- Last Updated on 07:44 AM 03/28/14
- BY Danielle Vaughn and Paula I. Bryant
A pair of black-masked bandits with omnivorous eating habits and dexterous paws recently tried to call Aquatic Bath located in the industrial park off Philpott Road in South Boston their new home.
When a truck full of bathware products arrived at the plant earlier this month, plant spokesperson Ronnie Hackney and co-workers were surprised to discover bathware wasn’t all that was in the delivery truck.
As the boxes were being unloaded, a gray and brown-furred raccoon scurried from one of the boxes, and quick-thinking employees chased the frisky rascal out of the plant.
Little did they know, another furry friend, much more shy than the first, lurked inside the delivery truck hidden out of sight.
No one saw the little fella with a black mask around its eyes and white fur around the mask with a stripe running from its forehead to its nose. And that’s the way he wanted to keep it.
However, a couple of days later he could hide no longer and his presence became very evident when the hunger and thirst-ravaged raccoon became bolder and very active at night inside the plant.
Raccoons, common throughout much of the United States and important furbearers, prefer living near streams, rivers, lakes and marshes, and they require trees, brush and other cover in the wild.
They usually make their homes in hollow trees, logs, rocky crevices or abandoned animal burrows.
But since he now found himself out of his element, the furry creature had to make do with what was at hand inside the Aquatics Bath plant.
And that he did, all under the cover of darkness.
After a night of scavenging for food inside the plant, the now satisfied raccoon returned to his newfound hiding place, safe and sound and out of sight from the employees who came into work the next morning scratching their heads at what had gone on their workplace the night before.
They found numerous overturned trashcans, and litter scattered throughout the building.
“We just put two and two together that it was another raccoon,” Hackney said.
It had to be, because what else would have created such a mess, employees surmised.
Raccoons are opportunistic feeders, taking whatever is available. Fruits, berries, acorns, insects, fish, mollusks, grasshoppers, mice, birds, snakes, eggs and crayfish make up the bulk of their diet.
But when trapped inside a building filled with bathware, a resourceful raccoon makes do with whatever is available.
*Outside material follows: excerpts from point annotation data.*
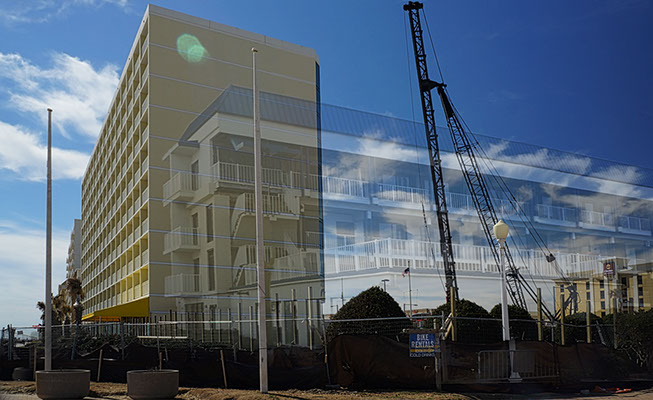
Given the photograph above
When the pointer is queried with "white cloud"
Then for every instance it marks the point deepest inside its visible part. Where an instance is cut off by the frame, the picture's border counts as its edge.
(22, 262)
(23, 153)
(40, 11)
(78, 93)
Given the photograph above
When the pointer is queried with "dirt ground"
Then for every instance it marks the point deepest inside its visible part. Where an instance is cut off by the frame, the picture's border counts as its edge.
(118, 391)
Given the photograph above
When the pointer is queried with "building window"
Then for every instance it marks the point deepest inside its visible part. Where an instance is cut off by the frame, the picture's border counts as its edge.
(195, 219)
(194, 179)
(209, 223)
(345, 233)
(211, 266)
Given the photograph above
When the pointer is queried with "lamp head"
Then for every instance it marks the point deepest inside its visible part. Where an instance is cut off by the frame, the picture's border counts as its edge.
(501, 230)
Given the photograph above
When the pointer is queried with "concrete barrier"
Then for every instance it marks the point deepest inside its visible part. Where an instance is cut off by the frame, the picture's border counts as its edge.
(63, 384)
(152, 384)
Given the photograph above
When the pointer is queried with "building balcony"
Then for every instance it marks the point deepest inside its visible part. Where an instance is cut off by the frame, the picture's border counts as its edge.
(181, 239)
(635, 225)
(182, 284)
(597, 220)
(426, 257)
(180, 187)
(555, 215)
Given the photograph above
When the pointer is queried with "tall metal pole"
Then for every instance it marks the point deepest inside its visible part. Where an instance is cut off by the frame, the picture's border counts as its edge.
(505, 322)
(48, 253)
(260, 250)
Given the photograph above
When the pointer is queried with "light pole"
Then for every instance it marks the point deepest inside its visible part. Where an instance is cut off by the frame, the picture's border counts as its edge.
(260, 250)
(501, 230)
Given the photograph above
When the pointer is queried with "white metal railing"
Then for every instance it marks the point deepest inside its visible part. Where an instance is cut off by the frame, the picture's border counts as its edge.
(635, 223)
(181, 238)
(405, 194)
(182, 283)
(179, 182)
(555, 213)
(344, 186)
(459, 201)
(386, 253)
(597, 218)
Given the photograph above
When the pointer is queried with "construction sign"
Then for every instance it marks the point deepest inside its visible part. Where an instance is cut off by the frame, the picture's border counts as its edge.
(424, 344)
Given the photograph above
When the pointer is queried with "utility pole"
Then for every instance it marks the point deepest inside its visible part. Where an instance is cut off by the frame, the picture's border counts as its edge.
(260, 250)
(48, 253)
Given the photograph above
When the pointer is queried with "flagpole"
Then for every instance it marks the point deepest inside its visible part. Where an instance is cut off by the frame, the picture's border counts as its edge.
(410, 295)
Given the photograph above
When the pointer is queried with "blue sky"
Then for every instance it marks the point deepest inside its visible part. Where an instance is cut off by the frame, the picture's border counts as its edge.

The raccoons caused no damage to any of the bathware products boxed up in the truck or in the plant. They just made a mess with the trash, Hackney said.
“No damage. He was just turning trash cans over trying to get something to eat or to find something to drink.”
With no corn, sorghum and other cultivated farm crops to feed on, leftover scraps and anything edible in those trashcans would have to suffice for the remaining raccoon.
After all, it had been days and possibly more than a week since the little critter had sought refuge in a box inside that big truck where he used to live in Florida.
According to Hackney, it appeared as though the two raccoons had nestled into the boxes before they were loaded onto the truck making the long trip to South Boston.
The pair had been trapped in the truck for about four to five days before arriving in South Boston, and Hackney said he has no idea how they survived.
Raccoons are intelligent and can adapt readily to living in close association with people, but this time the raccoon had ventured a little too close for comfort.
After surmising there was a second raccoon somewhere inside the plant, employees set up a “live trap” using sardines as bait and caught the rascal.
With the second black-masked bandit safely captured and under lock and key, Hackney said he drove it out into the country releasing the critter into the wild.
Hackney and his co-workers are still wondering how the rascally raccoons from Florida managed to survive all that time without food or water.
Things like this don’t happen often at Aquatics Bath, but they do liven up the place when they pay a visit to the plant every now and then.
These were not the first raccoonish visitors to the plant.
Hackney recalled another time several years ago when a raccoon got into the plant, and employees had to chase it away.
And there’s nothing much they can do to keep it from happening again, Hackney concluded.